This vehicle represents the resumption of passenger-car production after the Second World War.
This DKW estate car is unusual in many respects. Its visible wooden structure behind the anecdote attributed to an American couple touring Germany in the early 1950s, the idea of the timber-bodied estate car actually originated in the USA. This type of car, known as the “woody”, had been around there since the 1920s and was particularly popular with farmers. In Germany, this practical multi-purpose vehicle was especially popular with tradesmen and small businesses because of its large load area.
The DKW Meisterklasse Universal was one of the first vehicles to be built by the newly established Auto Union GmbH in Ingolstadt after the Second World War. The war-damaged production halls there were a hive of activity, all focused on the resumption of production.

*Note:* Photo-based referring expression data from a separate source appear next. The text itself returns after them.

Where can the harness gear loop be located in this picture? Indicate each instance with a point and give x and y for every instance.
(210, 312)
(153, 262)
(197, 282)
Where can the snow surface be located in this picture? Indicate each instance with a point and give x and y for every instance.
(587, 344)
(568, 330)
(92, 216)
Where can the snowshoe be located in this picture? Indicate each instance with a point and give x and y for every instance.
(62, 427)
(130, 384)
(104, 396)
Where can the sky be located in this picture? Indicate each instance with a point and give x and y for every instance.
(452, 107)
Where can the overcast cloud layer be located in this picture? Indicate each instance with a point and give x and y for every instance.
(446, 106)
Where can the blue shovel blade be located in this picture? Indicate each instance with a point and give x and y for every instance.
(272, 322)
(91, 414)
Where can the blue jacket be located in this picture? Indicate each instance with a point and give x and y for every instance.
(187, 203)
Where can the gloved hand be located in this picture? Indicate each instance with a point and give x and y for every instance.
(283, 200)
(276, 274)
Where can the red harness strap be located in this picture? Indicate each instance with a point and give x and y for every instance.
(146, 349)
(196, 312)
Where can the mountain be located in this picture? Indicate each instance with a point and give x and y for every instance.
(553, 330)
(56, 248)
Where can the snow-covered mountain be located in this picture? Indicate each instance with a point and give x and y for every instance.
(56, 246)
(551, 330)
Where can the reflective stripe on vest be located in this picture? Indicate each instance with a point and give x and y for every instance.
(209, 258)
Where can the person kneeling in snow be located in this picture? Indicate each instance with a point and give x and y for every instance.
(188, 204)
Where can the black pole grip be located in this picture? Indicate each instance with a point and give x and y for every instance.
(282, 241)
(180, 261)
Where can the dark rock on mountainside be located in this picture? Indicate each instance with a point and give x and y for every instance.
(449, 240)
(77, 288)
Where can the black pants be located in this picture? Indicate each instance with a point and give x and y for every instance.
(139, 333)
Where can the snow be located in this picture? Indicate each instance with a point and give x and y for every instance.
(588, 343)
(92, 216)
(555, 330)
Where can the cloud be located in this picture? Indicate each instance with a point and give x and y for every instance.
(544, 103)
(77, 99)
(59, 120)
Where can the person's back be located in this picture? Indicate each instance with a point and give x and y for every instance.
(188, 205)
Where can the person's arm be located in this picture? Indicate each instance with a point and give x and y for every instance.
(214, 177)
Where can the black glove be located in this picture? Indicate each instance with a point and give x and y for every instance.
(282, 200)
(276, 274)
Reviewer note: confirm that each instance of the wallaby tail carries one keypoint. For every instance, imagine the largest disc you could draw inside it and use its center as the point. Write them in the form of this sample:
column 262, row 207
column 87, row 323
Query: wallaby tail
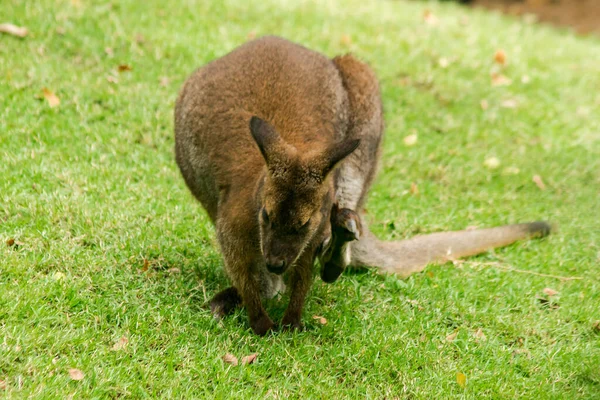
column 406, row 257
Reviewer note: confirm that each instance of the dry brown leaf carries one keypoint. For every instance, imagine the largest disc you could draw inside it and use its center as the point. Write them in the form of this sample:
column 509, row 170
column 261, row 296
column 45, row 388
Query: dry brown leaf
column 452, row 336
column 120, row 344
column 411, row 140
column 479, row 334
column 500, row 80
column 509, row 103
column 414, row 189
column 461, row 379
column 511, row 171
column 13, row 30
column 246, row 360
column 430, row 18
column 53, row 100
column 539, row 182
column 500, row 57
column 346, row 40
column 76, row 374
column 230, row 359
column 492, row 163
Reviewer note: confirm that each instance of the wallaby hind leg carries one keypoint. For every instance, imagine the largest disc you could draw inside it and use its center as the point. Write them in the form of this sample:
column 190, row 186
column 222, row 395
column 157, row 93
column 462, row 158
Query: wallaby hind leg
column 225, row 302
column 242, row 268
column 355, row 175
column 365, row 122
column 300, row 281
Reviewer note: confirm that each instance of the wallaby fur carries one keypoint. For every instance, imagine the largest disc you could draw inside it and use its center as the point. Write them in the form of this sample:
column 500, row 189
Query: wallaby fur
column 280, row 145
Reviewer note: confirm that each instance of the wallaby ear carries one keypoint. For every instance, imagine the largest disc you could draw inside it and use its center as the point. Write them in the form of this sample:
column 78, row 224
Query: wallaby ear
column 265, row 137
column 337, row 152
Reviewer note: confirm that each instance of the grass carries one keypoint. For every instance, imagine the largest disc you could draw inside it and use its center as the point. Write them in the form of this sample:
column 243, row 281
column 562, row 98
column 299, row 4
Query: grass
column 111, row 244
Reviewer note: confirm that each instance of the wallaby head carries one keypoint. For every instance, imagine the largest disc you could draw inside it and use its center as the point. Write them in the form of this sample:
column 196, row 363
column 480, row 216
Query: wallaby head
column 295, row 196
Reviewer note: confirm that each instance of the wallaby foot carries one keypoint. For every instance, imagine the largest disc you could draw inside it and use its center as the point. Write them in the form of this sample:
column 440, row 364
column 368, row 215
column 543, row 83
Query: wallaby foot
column 262, row 324
column 225, row 302
column 345, row 227
column 291, row 323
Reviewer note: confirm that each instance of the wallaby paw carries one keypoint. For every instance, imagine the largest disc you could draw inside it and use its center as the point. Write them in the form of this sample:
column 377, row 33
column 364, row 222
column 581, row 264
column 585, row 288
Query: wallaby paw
column 330, row 272
column 289, row 324
column 225, row 302
column 262, row 325
column 345, row 224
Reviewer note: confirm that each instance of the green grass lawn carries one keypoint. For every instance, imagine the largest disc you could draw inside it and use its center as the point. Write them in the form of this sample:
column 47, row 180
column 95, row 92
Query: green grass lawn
column 110, row 244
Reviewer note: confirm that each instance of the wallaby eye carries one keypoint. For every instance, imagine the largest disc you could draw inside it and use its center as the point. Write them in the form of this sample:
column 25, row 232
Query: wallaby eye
column 264, row 215
column 305, row 225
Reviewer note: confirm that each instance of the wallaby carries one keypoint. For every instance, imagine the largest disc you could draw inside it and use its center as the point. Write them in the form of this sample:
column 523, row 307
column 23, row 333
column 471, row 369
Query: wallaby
column 280, row 145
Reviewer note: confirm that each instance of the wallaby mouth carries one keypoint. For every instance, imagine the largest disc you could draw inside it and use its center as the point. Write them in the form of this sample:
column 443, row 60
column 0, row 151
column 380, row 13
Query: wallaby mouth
column 277, row 267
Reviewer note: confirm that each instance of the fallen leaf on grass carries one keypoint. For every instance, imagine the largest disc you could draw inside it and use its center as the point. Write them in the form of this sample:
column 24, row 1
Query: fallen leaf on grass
column 120, row 344
column 492, row 163
column 479, row 334
column 14, row 30
column 411, row 140
column 500, row 57
column 230, row 359
column 53, row 100
column 246, row 360
column 414, row 189
column 461, row 379
column 451, row 337
column 511, row 171
column 547, row 303
column 509, row 103
column 550, row 292
column 430, row 18
column 346, row 40
column 76, row 374
column 500, row 80
column 539, row 182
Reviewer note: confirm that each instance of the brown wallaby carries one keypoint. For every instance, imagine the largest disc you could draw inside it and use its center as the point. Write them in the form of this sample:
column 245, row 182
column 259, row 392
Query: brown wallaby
column 280, row 145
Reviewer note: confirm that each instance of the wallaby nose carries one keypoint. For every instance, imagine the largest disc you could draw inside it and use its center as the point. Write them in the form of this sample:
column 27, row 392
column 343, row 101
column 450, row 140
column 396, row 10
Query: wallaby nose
column 276, row 266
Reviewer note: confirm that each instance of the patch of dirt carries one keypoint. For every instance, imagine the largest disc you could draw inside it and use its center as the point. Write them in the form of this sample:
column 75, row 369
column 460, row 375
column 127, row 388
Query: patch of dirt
column 581, row 15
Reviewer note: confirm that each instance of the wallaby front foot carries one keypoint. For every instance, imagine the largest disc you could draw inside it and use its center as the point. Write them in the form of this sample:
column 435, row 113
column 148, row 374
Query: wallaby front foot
column 291, row 322
column 225, row 302
column 262, row 324
column 345, row 227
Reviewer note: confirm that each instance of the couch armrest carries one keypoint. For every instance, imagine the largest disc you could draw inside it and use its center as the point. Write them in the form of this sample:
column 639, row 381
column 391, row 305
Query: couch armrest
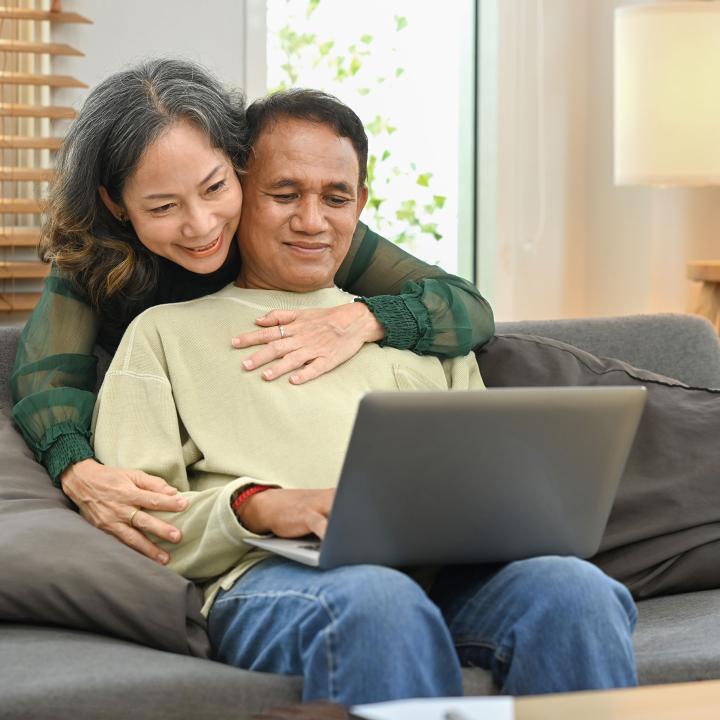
column 684, row 347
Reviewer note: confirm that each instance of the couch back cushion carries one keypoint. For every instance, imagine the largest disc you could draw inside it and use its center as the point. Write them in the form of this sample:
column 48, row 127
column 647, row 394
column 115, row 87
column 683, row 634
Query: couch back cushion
column 58, row 569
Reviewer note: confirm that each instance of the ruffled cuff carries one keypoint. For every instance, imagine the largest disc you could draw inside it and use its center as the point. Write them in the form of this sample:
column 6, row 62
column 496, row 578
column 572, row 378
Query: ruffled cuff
column 66, row 449
column 401, row 327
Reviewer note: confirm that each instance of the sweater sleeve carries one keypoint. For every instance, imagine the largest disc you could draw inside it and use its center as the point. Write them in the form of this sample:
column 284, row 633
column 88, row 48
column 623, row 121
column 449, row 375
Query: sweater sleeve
column 421, row 307
column 137, row 426
column 52, row 383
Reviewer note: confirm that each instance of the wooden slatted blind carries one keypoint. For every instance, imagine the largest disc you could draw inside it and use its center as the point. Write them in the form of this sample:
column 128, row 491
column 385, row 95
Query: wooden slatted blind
column 28, row 140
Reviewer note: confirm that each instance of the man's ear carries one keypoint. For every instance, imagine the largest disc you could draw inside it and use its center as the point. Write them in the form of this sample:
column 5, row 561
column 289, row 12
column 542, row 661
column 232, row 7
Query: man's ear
column 362, row 200
column 112, row 206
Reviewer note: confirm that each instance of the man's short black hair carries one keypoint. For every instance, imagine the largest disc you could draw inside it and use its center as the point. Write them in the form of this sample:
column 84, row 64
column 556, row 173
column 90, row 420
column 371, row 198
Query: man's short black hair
column 313, row 106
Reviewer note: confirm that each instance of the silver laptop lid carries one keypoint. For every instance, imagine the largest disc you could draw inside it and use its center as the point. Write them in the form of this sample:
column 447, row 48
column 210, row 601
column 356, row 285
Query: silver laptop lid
column 480, row 476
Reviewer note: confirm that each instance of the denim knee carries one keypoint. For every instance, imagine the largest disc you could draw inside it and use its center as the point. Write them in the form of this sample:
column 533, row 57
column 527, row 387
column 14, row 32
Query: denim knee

The first post-war products by the company with the Four-Ring badge were the DKW high-speed delivery van F 89 L and the DKW RT 125 W motorcycle. The only thing missing from the production range was a passenger car. When the DKW F 89 P Meisterklasse was unveiled to journalists in May 1950, it was greeted as a sheer sensation: in many respects, it was an “old friend”. The technology of the new DKW passenger car, with front-wheel drive and two-cylinder, two-stroke engine, was based on the pre-war F 8 model; its body adopted the key traits of the F 9 streamlined prototypes from 1939. The type designation chosen for it – F 89 – thus reflected this dual heritage. The moniker “Meisterklasse” was likewise intended to evoke the successful pre-war models. Volume production of the new DKW estate car commenced in August 1950 in Düsseldorf, where Auto Union operated a second plant until 1962.

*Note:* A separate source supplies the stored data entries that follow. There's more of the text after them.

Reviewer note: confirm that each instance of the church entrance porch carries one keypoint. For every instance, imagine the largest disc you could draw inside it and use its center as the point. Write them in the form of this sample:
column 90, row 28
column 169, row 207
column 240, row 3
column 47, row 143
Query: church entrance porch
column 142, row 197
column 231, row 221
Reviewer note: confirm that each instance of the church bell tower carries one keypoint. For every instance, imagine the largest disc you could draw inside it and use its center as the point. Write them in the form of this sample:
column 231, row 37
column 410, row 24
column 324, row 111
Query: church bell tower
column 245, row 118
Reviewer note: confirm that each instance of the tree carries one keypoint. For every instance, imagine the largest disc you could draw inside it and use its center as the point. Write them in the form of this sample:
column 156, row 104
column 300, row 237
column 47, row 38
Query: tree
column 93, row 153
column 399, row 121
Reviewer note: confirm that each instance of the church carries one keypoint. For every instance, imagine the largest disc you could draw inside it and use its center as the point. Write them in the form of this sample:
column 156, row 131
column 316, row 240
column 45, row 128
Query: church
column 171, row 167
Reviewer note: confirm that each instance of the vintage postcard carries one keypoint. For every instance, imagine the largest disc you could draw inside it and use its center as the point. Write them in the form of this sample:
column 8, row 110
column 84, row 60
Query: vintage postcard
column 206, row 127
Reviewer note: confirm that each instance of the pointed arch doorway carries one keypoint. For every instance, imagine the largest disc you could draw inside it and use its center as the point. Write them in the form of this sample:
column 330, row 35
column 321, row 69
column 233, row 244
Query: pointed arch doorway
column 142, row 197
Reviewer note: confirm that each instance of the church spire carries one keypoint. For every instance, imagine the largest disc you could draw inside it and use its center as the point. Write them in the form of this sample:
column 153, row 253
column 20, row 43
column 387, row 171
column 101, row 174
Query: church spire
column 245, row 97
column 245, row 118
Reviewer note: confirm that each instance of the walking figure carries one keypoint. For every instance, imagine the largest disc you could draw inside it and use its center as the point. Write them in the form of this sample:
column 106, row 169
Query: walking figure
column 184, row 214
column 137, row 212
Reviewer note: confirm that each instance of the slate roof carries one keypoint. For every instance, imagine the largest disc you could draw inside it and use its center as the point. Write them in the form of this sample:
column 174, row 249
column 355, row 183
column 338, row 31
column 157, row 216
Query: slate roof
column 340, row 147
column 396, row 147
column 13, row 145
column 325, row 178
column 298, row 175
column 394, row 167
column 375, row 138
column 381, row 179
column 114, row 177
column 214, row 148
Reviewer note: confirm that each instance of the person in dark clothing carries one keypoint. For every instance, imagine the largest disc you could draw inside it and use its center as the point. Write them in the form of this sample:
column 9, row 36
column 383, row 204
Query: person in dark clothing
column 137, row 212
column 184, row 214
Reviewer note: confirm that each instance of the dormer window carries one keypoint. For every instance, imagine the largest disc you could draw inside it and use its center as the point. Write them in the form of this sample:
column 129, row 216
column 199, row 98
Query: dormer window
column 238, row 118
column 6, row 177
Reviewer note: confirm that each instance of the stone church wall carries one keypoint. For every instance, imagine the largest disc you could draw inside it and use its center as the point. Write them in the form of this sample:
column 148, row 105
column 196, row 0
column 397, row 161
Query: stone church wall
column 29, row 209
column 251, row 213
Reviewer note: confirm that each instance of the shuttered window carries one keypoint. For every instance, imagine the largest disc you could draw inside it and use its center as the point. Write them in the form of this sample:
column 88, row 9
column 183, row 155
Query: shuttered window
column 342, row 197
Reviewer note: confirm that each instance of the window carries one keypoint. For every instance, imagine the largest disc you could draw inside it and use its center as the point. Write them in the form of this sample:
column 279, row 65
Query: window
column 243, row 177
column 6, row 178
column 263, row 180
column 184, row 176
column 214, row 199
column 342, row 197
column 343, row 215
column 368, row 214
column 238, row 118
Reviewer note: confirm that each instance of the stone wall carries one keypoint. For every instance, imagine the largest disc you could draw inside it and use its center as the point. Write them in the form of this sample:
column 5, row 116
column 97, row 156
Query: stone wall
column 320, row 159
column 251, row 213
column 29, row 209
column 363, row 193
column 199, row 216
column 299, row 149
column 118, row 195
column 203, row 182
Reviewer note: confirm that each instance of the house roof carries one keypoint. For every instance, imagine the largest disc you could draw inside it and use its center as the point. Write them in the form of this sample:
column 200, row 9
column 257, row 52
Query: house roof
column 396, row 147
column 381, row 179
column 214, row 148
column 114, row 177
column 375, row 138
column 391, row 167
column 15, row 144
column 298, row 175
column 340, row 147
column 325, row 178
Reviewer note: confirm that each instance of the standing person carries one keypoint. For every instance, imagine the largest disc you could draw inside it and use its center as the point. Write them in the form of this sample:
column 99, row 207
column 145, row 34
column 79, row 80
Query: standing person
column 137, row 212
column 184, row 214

Auto Union GmbH added an array of other models to its product range in time for the first Frankfurt Motor Show in April 1951. Alongside the two-seater coupé, of which a cabriolet version was also available, the DKW F 89 Meisterklasse Universal estate car was particularly notable for its visible wooden structure, a highly unconventional feature on a German-built car. Of the 4,285 specimens originally built, only a handful have survived.